Encapsulate column name with double quotes

Now the LLM will produce the following SQL statement

SELECT DISTINCT 
		"Manufacturer Name"
	FROM   
		exasol_dib_semantic_layer_test.attribute_sample_values
	WHERE  
		"City" like ‚WOODBURY';

which is syntactically correct; the database identifies the object CITY and will provide the correct result. Depending on the type of queries and the schema design, creating several guidelines for ad-hoc prompt engineering may be necessary. Once your model can satisfactorily answer your human questions, you can transfer these system prompts into your tool’s code or a file containing all the system prompts, which will be accessed for every translation.

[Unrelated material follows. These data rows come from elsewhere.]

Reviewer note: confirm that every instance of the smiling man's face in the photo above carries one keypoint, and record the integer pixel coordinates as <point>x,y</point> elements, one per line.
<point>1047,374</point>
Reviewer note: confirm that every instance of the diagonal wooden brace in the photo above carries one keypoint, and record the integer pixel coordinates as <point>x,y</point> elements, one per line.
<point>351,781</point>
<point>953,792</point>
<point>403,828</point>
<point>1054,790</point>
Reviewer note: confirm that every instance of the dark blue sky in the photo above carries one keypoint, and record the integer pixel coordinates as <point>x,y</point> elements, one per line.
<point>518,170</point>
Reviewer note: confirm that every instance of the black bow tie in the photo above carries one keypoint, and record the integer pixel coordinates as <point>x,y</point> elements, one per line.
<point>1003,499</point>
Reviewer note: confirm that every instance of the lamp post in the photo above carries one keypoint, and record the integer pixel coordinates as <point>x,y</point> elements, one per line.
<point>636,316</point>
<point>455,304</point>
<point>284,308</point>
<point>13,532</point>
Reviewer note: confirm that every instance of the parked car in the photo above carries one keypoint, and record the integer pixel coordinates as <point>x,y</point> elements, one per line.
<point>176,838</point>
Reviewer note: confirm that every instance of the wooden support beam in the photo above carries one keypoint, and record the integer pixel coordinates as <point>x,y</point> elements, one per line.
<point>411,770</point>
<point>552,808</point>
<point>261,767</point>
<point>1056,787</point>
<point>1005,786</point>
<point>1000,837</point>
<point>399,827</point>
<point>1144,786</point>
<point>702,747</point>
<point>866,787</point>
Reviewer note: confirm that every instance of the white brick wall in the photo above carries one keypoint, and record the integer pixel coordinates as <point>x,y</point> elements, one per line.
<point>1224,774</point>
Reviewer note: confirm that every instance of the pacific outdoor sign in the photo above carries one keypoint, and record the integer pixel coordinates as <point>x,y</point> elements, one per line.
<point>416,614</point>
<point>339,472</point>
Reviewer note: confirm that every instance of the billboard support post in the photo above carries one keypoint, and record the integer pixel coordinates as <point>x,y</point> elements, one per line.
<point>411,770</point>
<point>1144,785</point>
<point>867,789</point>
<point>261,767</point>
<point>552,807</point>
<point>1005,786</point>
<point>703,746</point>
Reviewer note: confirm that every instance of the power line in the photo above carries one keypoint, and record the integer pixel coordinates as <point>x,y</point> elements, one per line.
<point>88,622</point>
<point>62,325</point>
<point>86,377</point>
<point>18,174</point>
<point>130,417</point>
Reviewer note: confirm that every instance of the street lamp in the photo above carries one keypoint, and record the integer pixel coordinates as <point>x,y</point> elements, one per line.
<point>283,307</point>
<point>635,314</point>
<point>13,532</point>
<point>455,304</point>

The interaction with the LLM is done with an API call:

response = client.chat.completions.create(
    		model=state.selected_model,
    		messages=[
        			{"role": "system", "content": context},
        			{"role": "user", "content": prompt}
    		],
    		temperature=state.temperature
	)

The variable context contains the complete prompt engineering defined during the development process and the dynamically created prompt engineering, such as the automatically retrieved schema metadata. The prompt variable holds your natural language question, which needs to be translated into an SQL statement. We will search for similar natural text questions that have previously been successfully translated into an SQL statement to enhance the prompt further.  We use a vector database that efficiently searches for similar formulated textual questions. SQL statements executed without errors are considered syntactically correct and stored in a Vector Database for future reference, together with the textual question.  As an option, you can enforce the criteria for a „good“ SQL statement and store only those SQL statements in the Vector Database that return results, thus excluding SQL statements with empty result sets.

The following screenshot shows a prototype for a development bench for translating natural language queries into SQL statements. The development bench has been created as proof of concept and is not a finished nor an available product. It allows an interactive way to define the missing system prompts for your translation process for different database schemas and Large Language Models. It has been created with the „Taipy“ framework (https://taipy.io), which supports an easy way to build Python data-driven applications.

One of the most interesting discoveries was the variation in the quality of the created SQL statements depending on the Language Model we used. Some LLMs can be better instructed with user-defined system prompts than others. Experimenting with different models is beneficial. In our testing, a more generic instruct LLM outperformed an instruct LLM dedicated to SQL tasks concerning syntactically correct SQL statements.

Another challenge is determining and instructing the model on when to use GROUP BY and other aggregations. In our testing, this proved to be a more common error cause which we will continue to explore!

Individual prompt engineering is key to a successful translation process. It must be done for every different Large Language Model you are testing.

The overall success rate for creating syntactically correct SQL statements is quite high but does not reach 100 percent.

Overall, the results are pretty promising, showing that translation to SQL can be achieved without complex agents. In fact – creating the user interface proved to require more code that the SQL translation itself.

What’s Next for Text to SQL

Can we further enhance the SQL generation process? One way to improve the quality of SQL generation is by utilizing a semantic layer. This is particularly beneficial when the resulting query layer is flat, as this eliminates the need for joins that are inherently hidden under the hood and are not the end user’s concern.

Secondly, you can use the so-called Retrieval Augmented Generation (RAG) process to enhance the quality further. With this approach, documents or links to web pages are uploaded to the server or added to the prompt and utilized by the LLM to transform text into SQL statements. We are excited to continue refining and improving this solution – and we look forward to learning from you, our users – what would you like to see next?